Scotth1960
Member
Well, Phoebe was a pastor. Do not tell me she was a servant in the sense of the weaker helping the stronger--she was a pastor or servant in the sense of the strong leading the weak. The word used for servant in the scriptural passage of Romans 16:1 is "diakonos" in Greek. This word is used everywhere in the NT to designate the office of "minister". This same word is used to denote the office that Phoebe had in Cenchrea, but somehow the bias of the translators entered here and was translated as "servant"(upon encountering a female!). Both translations are correct, but the wrong connotation has been taken. Pastors indeed ARE servants! Elsewhere, wherever a minister was spoken of, if he was male, the word "diakonos" was transcribed as "minister", where "servant" is just as appropriate.
When Paul spoke of Phoebe as a helper of many as well as himself, he used the word, "prostatis", meaning "helper". In this sense, the word, "prostatis" means helping in the manner of one with authority, a master, and a leader. This word was used by Josephus in describing Caesar, one of supreme authority. A leader is a helper, and in this sense, it denotes one who helps from a place of authority and strength, not one who helps a strong person out of a place of lesser strength.
Dear Alabaster, Women are not second class Christians, but neither are they said to have power over men. But next to Jesus, the one who has a role over all men is the Blessed Mother of God, the ever-Virgin Mary Theotokos, the God-bearer. She intercedes before Christ God by her many prayers for the Church.
We need to respect a normal woman like Mary, a woman who "knew no man".

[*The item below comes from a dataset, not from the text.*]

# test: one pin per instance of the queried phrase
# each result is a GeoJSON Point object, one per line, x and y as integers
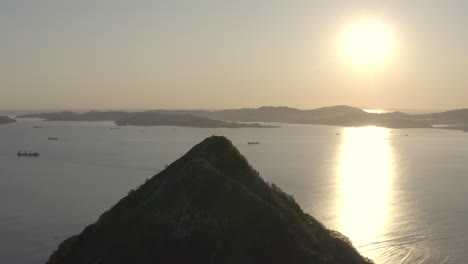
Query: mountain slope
{"type": "Point", "coordinates": [210, 206]}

She knew God, she did not need to know a man. Her sole role in life was simple: To bring Christ Saviour of all people into the world. Not to provide somebody to satisfy Saint Joseph.
Marriage is honorable in all and the bed undefiled, and adulterers God will judge.

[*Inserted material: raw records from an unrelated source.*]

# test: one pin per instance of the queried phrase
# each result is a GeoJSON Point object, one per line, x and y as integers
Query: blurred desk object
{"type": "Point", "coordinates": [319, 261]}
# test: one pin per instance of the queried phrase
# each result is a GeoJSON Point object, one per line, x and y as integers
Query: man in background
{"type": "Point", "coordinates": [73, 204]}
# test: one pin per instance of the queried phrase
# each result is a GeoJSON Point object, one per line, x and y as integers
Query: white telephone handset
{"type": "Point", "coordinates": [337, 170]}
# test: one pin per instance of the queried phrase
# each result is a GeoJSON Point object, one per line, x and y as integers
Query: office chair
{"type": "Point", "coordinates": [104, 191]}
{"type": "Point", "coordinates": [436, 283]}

But it is also blessed to be called to an unmarried life. But it is not required of all.
What can give any Christian hope is God's mercy and forgiveness.

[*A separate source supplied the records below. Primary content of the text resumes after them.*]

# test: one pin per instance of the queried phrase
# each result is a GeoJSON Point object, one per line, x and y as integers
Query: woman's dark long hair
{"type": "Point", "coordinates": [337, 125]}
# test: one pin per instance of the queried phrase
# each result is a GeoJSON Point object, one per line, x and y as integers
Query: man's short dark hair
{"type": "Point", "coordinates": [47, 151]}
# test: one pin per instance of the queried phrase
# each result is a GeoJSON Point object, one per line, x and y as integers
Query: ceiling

Among those who committed fornication, they came to Christ and were forgiven by Him.
But there are other kinds of transgression besides erotic sins.
All sin needs to be forgiven and cleansed in God's mercy.
St. Paul was not misogynist.
All feminism may do for women today is give them a "right" to die in a war, to serve in the military as combatants. This was never meant to be by God.
War is always a sin of some kind, no matter how necessary and just it may be, it can be just, but war can never be good. Women shouldn't envy men's right to serve as soldiers in the army of America. Without the US military, we would all be victims of Islam.